In 2008, federal investigators say he started "exploiting his network of clients," raising millions of dollars from people with whom he'd built "relationships of trust."
"My dad, on his death bed, said 'if anything happens money-wise, you go to Loren,'" Lippert said.
Wendy Lippert didn't know Holzhueter personally, but her father had vouched for him.
"He so totally and completely trusted this man," she said.
Lippert works in a nursing home. Her husband is a blue collar laborer. They set aside whatever green they could spare to save for retirement. In all, they gave Holzhueter nearly $50,000.
"Loren promised us. He said, 'I can do better than what the banks do,'" Lippert said.
According to federal court records, he never put their money into stocks, bonds or mutual funds.

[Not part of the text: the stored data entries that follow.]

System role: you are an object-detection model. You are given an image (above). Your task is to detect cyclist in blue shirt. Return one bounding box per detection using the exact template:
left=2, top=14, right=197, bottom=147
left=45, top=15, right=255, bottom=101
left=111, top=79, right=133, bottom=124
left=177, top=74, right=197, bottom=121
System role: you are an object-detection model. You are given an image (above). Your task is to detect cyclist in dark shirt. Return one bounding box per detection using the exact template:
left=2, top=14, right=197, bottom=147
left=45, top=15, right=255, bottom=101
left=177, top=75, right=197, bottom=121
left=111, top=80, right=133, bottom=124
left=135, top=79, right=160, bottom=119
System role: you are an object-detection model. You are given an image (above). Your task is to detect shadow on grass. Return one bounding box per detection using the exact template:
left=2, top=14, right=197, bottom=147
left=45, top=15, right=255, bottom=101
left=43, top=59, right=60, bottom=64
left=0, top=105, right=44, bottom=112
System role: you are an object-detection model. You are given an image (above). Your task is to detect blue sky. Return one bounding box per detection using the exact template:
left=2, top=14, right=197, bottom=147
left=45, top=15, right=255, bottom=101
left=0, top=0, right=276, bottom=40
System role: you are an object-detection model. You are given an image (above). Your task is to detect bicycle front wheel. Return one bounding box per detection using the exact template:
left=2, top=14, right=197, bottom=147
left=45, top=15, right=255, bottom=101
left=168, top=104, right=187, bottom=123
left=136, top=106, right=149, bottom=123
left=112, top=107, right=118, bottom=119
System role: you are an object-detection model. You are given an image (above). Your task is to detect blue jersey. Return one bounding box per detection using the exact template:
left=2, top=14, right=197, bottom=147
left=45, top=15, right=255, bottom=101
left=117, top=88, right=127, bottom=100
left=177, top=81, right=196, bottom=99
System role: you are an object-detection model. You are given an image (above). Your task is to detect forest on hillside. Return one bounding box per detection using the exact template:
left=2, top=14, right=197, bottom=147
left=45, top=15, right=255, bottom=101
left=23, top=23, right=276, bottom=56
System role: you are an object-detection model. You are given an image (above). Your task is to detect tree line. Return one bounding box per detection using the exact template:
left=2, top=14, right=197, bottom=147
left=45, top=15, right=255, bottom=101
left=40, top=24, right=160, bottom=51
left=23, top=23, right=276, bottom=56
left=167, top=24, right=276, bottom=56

Instead, he used their money -- and that of more than 120 other investors -- to fund the rapid expansion of his insurance enterprise, and to personally benefit himself, his wife and his son to the tune of hundreds of thousands of dollars.
"I asked and he gave me the impression it was invested," Lippert said.
Holzhueter never showed Lippert any actual investment reports -- just a vaguely labeled "earnings statement." She had no idea anything was wrong until the IRS came knocking at her door.
"He told us there was an investigation," she said.
The feds had found her name when they raided the Watertown headquarters of Insurance Service Center -- or ISC.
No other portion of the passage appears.